Jean-Pierre
Chrétien - «A
l'origine, elle a été employée
par des explorateurs comme les Anglais Richard
Francis Burton (1821-90) et John Rowlands Henry
Morton Stanley (1841-1904), lancés à
la recherche des sources du Nil. Puis cette expression
a disparu au profit de celle d'Afrique "
inter-lacustre ", traduction littérale
d'une expression allemande. C'est avec le colloque
organisé à Bujumbura en septembre
1979, consacré à la " civilisation
ancienne des peuples des Grands Lacs " que
cette expression a connu un regain de faveur pour
désigner l'ensemble composé par
la Tanzanie, l'Ouganda, le Congo, le Rwanda et
le Burundi. Le terme " inter-lacustre ",
en effet, était impropre : il évoquait
une image aquatique, très éloignée
de la réalité géographique
de cette région, dominée par la
montagne. »
Qu'est-ce qui la caractérise aujourd'hui
?
Jean-Pierre
Chrétien -
«L'Afrique
des Grands Lacs désigne une entité
géographique caractérisée
par un relief accidenté, une densité
humaine élevée et une assez grande
proximité culturelle, notamment linguistique.
Ainsi, toutes les langues parlées par les
habitants de cette région appartiennent
à une sous-famille des langues bantoues,
entre autres le kirundi (au Burundi) et le kinyarwanda
(au Rwanda). C'est donc au sein de sociétés
culturellement homogènes que l'ethnie est
devenue facteur de déchirement. Autre trait
commun à ces pays : une expérience
politique commune, centrée sur des petits
royaumes centralisés. Au final, l'expression
d'Afrique des Grands Lacs n'est donc pas une simple
facilité de langage. »
Pour
l'observateur extérieur, ce qui domine
aujourd'hui, ce sont les divisions
Jean-Pierre
Chrétien -
«
L'Afrique des Grands Lacs a éclaté
après la conquête coloniale. Ainsi,
la division entre univers anglophone et francophone,
très longtemps vivace, a profondément
marqué la région. En tant que chercheur,
je l'ai constaté s'agissant des publications
scientifiques : les francophones et les anglophones
ignoraient l'état de leurs travaux respectifs.

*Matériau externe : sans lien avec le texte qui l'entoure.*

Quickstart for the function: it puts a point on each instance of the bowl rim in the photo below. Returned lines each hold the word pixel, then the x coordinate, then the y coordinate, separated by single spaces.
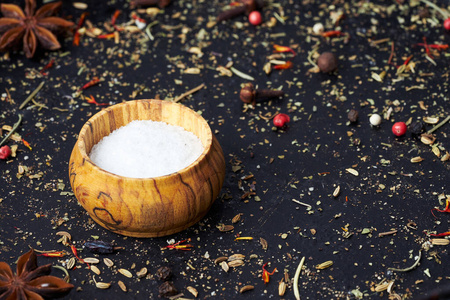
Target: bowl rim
pixel 81 145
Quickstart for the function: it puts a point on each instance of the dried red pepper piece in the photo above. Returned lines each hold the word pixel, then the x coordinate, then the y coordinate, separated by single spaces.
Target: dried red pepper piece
pixel 284 66
pixel 283 49
pixel 266 275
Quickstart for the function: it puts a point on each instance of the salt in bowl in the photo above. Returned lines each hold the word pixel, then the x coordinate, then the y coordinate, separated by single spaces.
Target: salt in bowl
pixel 146 207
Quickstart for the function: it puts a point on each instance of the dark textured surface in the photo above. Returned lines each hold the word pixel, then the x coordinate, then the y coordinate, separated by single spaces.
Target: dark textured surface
pixel 306 161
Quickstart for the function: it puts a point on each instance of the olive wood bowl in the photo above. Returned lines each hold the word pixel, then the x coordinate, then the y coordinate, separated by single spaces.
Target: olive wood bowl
pixel 146 207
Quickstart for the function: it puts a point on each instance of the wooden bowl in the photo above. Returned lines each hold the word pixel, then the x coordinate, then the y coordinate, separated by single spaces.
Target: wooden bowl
pixel 146 207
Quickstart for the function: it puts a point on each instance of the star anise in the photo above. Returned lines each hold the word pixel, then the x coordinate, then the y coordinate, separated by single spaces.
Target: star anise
pixel 30 282
pixel 31 28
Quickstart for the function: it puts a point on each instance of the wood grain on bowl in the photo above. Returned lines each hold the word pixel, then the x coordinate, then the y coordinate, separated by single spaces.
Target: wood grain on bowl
pixel 146 207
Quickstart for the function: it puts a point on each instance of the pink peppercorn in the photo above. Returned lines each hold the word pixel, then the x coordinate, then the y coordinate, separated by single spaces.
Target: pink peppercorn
pixel 281 120
pixel 5 152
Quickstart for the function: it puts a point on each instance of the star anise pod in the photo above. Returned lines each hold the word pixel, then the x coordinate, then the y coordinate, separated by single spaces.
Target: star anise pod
pixel 31 281
pixel 30 28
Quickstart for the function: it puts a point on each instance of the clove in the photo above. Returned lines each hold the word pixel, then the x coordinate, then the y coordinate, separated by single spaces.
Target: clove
pixel 160 3
pixel 247 7
pixel 249 94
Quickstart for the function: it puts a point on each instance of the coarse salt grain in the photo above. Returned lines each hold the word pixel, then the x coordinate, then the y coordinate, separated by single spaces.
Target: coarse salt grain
pixel 144 149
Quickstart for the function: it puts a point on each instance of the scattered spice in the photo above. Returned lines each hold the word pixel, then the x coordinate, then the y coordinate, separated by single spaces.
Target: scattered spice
pixel 353 115
pixel 167 289
pixel 266 274
pixel 5 152
pixel 327 62
pixel 164 273
pixel 296 277
pixel 416 263
pixel 100 247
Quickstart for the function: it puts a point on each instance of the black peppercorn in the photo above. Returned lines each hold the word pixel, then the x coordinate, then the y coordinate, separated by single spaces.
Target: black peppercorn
pixel 416 128
pixel 353 116
pixel 164 273
pixel 167 289
pixel 327 62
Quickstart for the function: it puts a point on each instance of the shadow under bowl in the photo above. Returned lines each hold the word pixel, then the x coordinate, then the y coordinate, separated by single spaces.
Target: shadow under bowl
pixel 146 207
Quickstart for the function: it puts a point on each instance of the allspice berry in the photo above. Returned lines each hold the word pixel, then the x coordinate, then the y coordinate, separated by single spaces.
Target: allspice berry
pixel 327 62
pixel 353 115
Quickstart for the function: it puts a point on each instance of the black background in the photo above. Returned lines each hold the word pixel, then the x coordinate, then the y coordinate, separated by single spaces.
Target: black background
pixel 304 161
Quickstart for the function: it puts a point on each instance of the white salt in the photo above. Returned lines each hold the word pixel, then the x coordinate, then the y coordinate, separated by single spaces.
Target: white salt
pixel 144 149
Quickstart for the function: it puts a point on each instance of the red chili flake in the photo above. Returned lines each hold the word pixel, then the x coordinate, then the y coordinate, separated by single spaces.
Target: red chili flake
pixel 283 49
pixel 332 33
pixel 53 254
pixel 140 23
pixel 114 17
pixel 106 36
pixel 440 234
pixel 47 66
pixel 27 144
pixel 408 60
pixel 284 66
pixel 446 209
pixel 5 152
pixel 76 37
pixel 177 246
pixel 92 100
pixel 434 46
pixel 94 81
pixel 75 252
pixel 266 275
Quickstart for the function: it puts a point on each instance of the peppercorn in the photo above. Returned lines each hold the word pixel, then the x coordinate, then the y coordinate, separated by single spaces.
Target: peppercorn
pixel 353 116
pixel 424 13
pixel 167 289
pixel 281 120
pixel 100 247
pixel 164 273
pixel 416 128
pixel 5 152
pixel 327 62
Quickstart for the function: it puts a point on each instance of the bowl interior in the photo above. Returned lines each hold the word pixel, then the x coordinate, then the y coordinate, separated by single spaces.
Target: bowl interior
pixel 114 117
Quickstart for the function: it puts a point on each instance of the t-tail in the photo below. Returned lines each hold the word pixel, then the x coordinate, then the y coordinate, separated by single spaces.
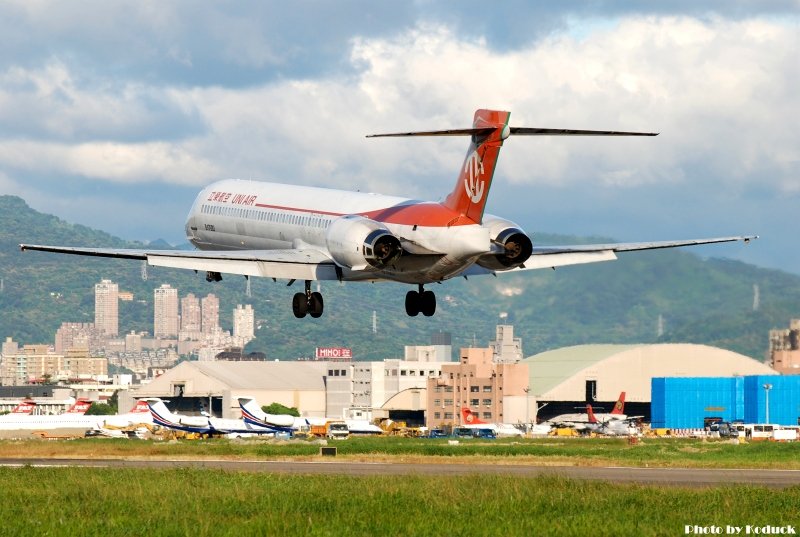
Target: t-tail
pixel 80 407
pixel 619 406
pixel 468 418
pixel 254 415
pixel 141 407
pixel 25 407
pixel 489 130
pixel 475 177
pixel 592 418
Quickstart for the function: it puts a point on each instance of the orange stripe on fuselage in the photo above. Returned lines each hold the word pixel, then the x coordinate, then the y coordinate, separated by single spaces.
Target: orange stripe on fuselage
pixel 426 214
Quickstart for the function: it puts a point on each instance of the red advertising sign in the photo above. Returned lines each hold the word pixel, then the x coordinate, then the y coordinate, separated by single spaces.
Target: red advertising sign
pixel 334 353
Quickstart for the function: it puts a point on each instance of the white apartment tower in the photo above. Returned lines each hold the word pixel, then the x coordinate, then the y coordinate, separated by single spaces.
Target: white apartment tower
pixel 165 316
pixel 190 314
pixel 244 323
pixel 210 307
pixel 106 308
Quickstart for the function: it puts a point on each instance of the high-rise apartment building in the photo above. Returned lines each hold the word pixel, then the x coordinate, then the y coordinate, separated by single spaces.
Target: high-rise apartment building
pixel 210 307
pixel 190 314
pixel 244 323
pixel 106 308
pixel 165 313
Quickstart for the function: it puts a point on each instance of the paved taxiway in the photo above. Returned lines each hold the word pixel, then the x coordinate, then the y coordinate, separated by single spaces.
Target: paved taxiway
pixel 687 477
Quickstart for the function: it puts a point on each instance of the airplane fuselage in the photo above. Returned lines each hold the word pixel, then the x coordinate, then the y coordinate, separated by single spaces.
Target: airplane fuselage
pixel 251 215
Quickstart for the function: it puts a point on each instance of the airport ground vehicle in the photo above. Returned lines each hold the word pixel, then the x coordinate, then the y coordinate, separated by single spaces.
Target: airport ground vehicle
pixel 331 429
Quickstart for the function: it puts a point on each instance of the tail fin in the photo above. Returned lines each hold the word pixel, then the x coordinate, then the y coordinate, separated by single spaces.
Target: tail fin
pixel 141 407
pixel 252 412
pixel 250 409
pixel 590 412
pixel 472 186
pixel 80 407
pixel 160 412
pixel 25 407
pixel 619 406
pixel 468 418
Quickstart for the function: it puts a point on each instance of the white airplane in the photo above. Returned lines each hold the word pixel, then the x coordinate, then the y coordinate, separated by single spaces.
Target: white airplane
pixel 73 418
pixel 139 415
pixel 583 421
pixel 471 420
pixel 201 424
pixel 24 408
pixel 304 233
pixel 254 415
pixel 613 427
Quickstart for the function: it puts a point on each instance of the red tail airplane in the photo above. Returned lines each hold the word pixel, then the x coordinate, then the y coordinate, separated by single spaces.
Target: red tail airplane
pixel 304 233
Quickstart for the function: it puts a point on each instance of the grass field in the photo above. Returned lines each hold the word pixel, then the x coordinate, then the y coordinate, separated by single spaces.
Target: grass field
pixel 108 502
pixel 571 451
pixel 72 501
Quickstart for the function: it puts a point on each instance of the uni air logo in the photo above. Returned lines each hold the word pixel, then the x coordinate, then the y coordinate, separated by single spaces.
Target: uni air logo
pixel 473 169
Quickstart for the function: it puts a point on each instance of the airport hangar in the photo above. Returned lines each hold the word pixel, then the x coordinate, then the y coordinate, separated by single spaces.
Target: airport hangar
pixel 215 386
pixel 563 381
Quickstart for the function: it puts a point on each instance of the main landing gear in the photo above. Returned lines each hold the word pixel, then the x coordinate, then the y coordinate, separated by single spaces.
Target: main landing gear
pixel 308 302
pixel 421 301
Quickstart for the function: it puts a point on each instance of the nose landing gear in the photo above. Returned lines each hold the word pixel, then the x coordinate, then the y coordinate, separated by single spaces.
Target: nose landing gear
pixel 307 303
pixel 421 301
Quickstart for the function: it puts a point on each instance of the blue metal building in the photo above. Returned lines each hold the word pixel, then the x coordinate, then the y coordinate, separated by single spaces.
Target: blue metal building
pixel 689 402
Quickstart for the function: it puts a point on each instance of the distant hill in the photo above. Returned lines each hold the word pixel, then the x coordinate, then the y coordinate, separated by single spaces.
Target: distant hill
pixel 688 298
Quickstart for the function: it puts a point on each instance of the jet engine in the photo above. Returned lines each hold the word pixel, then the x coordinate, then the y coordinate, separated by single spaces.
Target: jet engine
pixel 515 243
pixel 356 242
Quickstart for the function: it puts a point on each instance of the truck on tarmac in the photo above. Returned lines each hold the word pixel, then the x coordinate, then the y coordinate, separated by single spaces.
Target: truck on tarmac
pixel 331 429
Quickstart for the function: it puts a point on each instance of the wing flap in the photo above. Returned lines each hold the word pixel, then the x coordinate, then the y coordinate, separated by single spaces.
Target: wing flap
pixel 302 264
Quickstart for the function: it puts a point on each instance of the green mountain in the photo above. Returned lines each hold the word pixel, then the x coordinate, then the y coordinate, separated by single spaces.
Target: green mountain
pixel 673 293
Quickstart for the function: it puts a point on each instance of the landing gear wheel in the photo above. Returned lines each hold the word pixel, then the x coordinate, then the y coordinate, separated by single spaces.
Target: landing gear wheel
pixel 315 304
pixel 427 303
pixel 299 305
pixel 412 303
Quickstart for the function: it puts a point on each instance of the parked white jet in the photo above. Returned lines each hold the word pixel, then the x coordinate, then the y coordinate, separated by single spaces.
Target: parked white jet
pixel 471 420
pixel 22 418
pixel 581 421
pixel 304 233
pixel 200 424
pixel 254 415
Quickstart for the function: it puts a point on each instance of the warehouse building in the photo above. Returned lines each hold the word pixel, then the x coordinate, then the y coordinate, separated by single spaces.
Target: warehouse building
pixel 215 386
pixel 564 380
pixel 691 403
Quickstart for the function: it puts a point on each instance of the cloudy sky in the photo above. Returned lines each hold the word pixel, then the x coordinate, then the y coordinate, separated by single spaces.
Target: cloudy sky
pixel 114 114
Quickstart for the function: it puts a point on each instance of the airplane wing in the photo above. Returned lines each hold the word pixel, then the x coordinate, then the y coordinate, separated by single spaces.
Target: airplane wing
pixel 558 256
pixel 299 264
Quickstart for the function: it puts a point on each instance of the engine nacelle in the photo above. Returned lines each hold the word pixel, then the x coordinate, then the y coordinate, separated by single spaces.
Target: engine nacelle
pixel 356 242
pixel 516 244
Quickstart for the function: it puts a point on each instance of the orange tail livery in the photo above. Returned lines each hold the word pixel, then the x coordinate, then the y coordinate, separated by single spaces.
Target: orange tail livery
pixel 80 407
pixel 490 128
pixel 469 418
pixel 619 406
pixel 25 407
pixel 141 407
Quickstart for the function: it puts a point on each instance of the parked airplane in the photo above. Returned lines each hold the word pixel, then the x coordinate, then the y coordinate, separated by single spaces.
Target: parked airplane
pixel 24 408
pixel 471 420
pixel 139 415
pixel 614 427
pixel 252 414
pixel 305 233
pixel 580 421
pixel 72 419
pixel 201 424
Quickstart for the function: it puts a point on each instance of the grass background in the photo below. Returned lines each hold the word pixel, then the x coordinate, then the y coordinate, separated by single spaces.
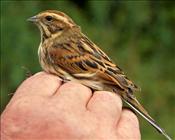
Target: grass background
pixel 137 35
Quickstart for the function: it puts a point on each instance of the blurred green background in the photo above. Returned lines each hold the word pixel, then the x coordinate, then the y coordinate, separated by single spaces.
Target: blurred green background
pixel 138 36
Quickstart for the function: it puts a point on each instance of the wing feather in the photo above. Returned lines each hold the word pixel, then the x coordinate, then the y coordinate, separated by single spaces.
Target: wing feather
pixel 88 60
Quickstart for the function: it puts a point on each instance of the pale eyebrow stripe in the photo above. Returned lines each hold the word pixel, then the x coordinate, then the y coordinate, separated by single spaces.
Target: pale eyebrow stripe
pixel 65 19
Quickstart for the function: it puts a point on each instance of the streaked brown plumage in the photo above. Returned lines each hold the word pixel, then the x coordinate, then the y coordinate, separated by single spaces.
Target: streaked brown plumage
pixel 66 52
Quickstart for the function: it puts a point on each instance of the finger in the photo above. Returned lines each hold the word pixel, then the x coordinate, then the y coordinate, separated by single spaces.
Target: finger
pixel 41 83
pixel 106 105
pixel 128 121
pixel 74 94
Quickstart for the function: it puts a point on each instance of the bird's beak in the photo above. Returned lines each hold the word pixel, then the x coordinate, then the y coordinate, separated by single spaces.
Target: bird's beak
pixel 33 19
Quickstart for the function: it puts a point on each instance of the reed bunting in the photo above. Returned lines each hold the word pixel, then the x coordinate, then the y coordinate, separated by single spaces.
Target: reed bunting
pixel 66 52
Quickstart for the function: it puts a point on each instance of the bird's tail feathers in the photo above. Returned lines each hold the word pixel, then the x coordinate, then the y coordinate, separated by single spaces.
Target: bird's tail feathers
pixel 136 106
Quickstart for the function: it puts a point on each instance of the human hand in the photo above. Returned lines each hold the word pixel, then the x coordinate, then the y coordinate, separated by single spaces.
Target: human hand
pixel 43 109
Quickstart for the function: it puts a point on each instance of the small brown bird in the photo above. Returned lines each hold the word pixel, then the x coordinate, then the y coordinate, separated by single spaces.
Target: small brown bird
pixel 66 52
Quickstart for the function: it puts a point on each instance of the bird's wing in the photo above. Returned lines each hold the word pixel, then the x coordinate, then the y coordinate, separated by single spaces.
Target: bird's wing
pixel 83 59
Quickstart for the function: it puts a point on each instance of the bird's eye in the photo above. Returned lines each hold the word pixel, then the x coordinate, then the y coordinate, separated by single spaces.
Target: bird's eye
pixel 49 18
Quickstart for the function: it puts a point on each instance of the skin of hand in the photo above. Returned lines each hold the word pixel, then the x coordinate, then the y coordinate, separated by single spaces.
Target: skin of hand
pixel 43 108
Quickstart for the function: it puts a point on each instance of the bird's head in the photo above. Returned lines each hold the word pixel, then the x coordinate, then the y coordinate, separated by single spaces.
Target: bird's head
pixel 52 22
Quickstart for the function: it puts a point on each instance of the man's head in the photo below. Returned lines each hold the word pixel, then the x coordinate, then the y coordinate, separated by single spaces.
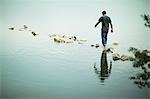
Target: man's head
pixel 103 12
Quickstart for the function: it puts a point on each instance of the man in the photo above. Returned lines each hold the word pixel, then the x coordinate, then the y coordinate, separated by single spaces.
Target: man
pixel 105 27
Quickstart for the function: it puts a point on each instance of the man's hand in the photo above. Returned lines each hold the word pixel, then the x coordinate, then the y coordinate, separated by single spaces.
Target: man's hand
pixel 95 25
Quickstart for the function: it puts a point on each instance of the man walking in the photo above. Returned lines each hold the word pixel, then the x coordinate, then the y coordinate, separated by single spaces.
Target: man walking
pixel 105 27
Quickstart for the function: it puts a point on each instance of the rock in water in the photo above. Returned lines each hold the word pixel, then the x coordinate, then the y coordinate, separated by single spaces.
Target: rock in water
pixel 124 57
pixel 11 28
pixel 34 34
pixel 115 43
pixel 116 56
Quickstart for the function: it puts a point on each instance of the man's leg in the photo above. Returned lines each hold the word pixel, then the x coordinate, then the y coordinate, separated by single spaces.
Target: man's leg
pixel 104 38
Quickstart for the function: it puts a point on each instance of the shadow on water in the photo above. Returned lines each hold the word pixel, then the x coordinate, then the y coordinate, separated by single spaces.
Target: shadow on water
pixel 105 70
pixel 141 61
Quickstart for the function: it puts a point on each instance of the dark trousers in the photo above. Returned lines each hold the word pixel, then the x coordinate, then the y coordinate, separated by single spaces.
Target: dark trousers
pixel 104 38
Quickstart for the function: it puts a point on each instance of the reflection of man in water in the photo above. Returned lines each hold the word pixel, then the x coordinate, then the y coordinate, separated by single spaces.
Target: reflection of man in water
pixel 105 71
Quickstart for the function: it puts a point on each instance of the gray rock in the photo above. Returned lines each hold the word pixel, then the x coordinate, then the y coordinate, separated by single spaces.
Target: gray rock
pixel 116 56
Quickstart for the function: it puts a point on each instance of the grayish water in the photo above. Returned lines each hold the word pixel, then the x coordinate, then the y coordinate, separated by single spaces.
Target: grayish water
pixel 35 67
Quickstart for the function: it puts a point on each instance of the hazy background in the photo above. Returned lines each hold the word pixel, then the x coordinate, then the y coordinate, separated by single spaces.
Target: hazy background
pixel 36 67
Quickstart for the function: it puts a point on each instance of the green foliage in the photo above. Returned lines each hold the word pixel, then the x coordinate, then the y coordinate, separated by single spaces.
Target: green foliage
pixel 142 61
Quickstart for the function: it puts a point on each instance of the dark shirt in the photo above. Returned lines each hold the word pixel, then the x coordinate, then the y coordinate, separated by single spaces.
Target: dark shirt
pixel 105 23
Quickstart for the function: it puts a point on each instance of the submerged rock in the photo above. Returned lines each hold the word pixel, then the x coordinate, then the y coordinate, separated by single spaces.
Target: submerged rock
pixel 115 43
pixel 34 34
pixel 65 39
pixel 124 57
pixel 116 57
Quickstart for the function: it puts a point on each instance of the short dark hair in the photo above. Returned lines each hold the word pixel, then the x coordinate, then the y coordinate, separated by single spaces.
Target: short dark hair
pixel 103 12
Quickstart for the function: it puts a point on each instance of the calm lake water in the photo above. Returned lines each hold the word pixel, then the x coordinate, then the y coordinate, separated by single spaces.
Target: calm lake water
pixel 37 68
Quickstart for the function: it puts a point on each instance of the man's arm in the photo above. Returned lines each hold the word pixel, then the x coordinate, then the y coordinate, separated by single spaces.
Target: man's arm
pixel 97 23
pixel 111 25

Paradoxalement, c'est grâce à la
globalisation et à la crise que les gens
se sont redécouverts.»
Justement,
cette crise, de quelle nature est-elle ?
Jean-Pierre
Chrétien -
«Protéiforme,
elle a aussi de multiples racines. La crise est
d'abord née de l'épuisement des
pouvoirs en place, après l'époque
des dictatures et des gouvernements militaires
des années 60 et 70. Depuis la décolonisation,
la région peine à retrouver un nouvel
équilibre, sinon un modèle. La crise
s'est nourrie d'une impasse du développement
qui, certes, n'est pas propre aux Grands Lacs,
mais a très durement affecté cette
région isolée, pauvre en ressources,
rurale, peu industrialisée (sauf en Ouganda)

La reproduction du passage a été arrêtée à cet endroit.